Qualquer falha — arquivo inexistente, variável vazia, comando em pipeline com erro — interrompe imediatamente o script, forçando o desenvolvedor a tratar explicitamente cada ponto de falha.

6. Armadilhas comuns e como evitá-las

Comandos que retornam códigos não-zero esperados: grep sem resultados retorna 1. Com set -e, isso aborta o script:

#!/bin/bash
set -euo pipefail
grep "texto_ausente" arquivo.txt
# Script aborta aqui

Solução: use condicionais ou || true:

#!/bin/bash
set -euo pipefail
if grep "texto_ausente" arquivo.txt; then
    echo "Encontrado"
fi
# Ou: grep "texto_ausente" arquivo.txt || true

Uso de || true: Permite ignorar falhas intencionais:

#!/bin/bash
set -euo pipefail
rm -f /tmp/lock.tmp || true  # Ignora se arquivo não existe

Problemas com source: Scripts que usam source para carregar bibliotecas podem herdar ou sobrescrever flags:

#!/bin/bash
set -euo pipefail
source ./biblioteca.sh  # Se biblioteca.sh tiver set +e, desativa proteção

Sempre verifique scripts incluídos para garantir que não desabilitam flags de segurança.
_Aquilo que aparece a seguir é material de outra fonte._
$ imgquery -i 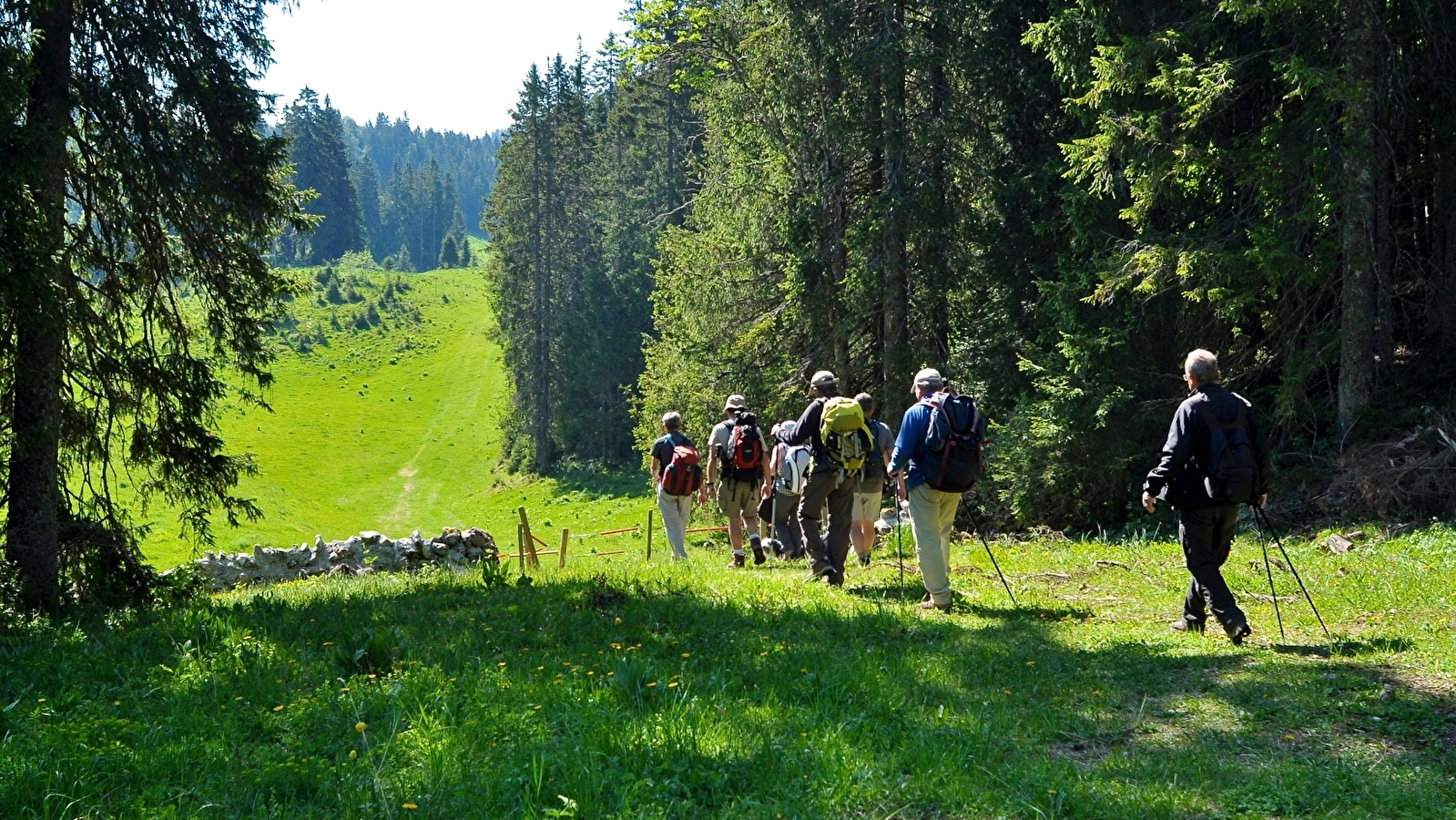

7. Técnicas avançadas de depuração e logging

Ativando set -x para rastreamento: Exibe cada comando antes de executá-lo:

#!/bin/bash
set -euo pipefail
set -x  # Modo debug

ARQUIVO="config.txt"
cp "$ARQUIVO" /backup/

Saída:

+ ARQUIVO=config.txt
+ cp config.txt /backup/

Usando trap com ERR: Captura erros para logging:

#!/bin/bash
set -euo pipefail

trap 'echo "ERRO: Linha $LINENO - Comando falhou com código $?" >&2' ERR

comando_que_falha
echo "Isso não executa"

Estratégias de logging informativo:

#!/bin/bash
set -euo pipefail

LOG_FILE="/var/log/meu_script.log"
exec 2>> "$LOG_FILE"  # Redireciona stderr para log

log() {
    echo "[$(date '+%Y-%m-%d %H:%M:%S')] $*" >> "$LOG_FILE"
}

log "Iniciando processamento"
# ... comandos ...
log "Processamento concluído"

8. Conclusão e checklist de boas práticas

set -euo pipefail não é uma bala de prata, mas é a base mínima para scripts Bash confiáveis. Os benefícios são claros:

  • Detecção precoce de falhas: scripts param antes de causar danos
  • Comportamento previsível: variáveis não definidas são erros explícitos
  • Pipelines confiáveis: falhas intermediárias não são mascaradas

Checklist para revisão de scripts:
- [ ] set -euo pipefail declarado após o shebang
- [ ] Variáveis sempre entre aspas duplas ("$VAR")
- [ ] Uso de ${VAR:-default} para valores opcionais
- [ ] Tratamento explícito de comandos que retornam códigos não-zero esperados
- [ ] trap configurado para logging de erros
- [ ] Scripts incluídos via source também possuem proteções

Recomendações para CI/CD: Integre verificações de estilo com shellcheck e execute testes que forçam cenários de erro para validar o comportamento de set -euo pipefail.